At a panel discussion on this subject held by the Montreal Citizen’s Forum, Simon Potter, a lawyer and the former president of the Canadian Bar Association, spoke against the proposed additional 189 prison cells which are estimated to cost  $90,000,000 and calculated to double to 4.4 billion and 9.8 billion dollars.  Potter explained that violent crime rates have decreased between1999-2008 from 8,474 offenders in a population of 100,000 to 7,274, a decline of 12 %, yet the Harper government still ploughs ahead with the plan for “bigger prisons” and more “security”.

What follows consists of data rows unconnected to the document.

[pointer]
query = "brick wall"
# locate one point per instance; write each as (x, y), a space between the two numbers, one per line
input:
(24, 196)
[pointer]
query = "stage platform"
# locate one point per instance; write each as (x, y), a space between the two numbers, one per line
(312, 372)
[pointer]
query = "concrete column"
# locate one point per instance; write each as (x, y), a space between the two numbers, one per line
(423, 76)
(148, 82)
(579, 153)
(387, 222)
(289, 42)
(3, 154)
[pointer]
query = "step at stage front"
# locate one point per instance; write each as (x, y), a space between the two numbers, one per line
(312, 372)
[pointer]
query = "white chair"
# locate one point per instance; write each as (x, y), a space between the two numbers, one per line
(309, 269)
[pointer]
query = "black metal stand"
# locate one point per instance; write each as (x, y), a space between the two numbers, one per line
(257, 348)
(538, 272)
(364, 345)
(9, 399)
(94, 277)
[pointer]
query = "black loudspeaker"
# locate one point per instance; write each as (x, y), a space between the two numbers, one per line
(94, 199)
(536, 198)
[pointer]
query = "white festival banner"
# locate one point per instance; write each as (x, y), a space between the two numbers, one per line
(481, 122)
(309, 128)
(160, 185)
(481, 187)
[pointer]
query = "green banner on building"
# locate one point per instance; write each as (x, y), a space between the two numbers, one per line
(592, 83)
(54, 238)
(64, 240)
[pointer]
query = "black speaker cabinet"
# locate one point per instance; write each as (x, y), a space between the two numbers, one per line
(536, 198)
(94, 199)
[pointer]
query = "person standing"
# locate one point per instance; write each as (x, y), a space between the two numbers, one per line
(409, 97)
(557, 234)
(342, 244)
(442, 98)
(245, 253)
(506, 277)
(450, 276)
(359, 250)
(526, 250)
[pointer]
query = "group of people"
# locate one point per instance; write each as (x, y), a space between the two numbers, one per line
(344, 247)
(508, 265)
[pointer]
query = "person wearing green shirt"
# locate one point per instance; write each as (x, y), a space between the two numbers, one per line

He sounded the alarm and cautioned against youth being sentenced as adults, not just for hard crimes but for all crimes, and warned against the call for more police and and more sentencing. With this new “bigger prison” policy comes the plan for more prison guards: 4000 to 5000 approximately.

More people will be in prison for shorter sentences and more will be in detention cells while awaiting trials, the plan is for more police and more prosecutors. Potter also noted that the social costs are much more than $10 billion; there will be a larger underclass, more marginalization and less funding for legal aid. The privatization of the prison system a la Dick Cheney could breed a new style of “slavery.” Potter concluded that taxes should be spent on social programs rather than on “security.”

In absentia was Justin Piché, Ph.D. candidate, criminologist whose thesis paper was presented. His hypothesis is that penal institutions are dumping grounds for those suffering from drug addiction or mental illness, the poor, Aboriginal peoples and other marginalized groups. Prison facilities are decreipt and dilapidated and unfit for human beings.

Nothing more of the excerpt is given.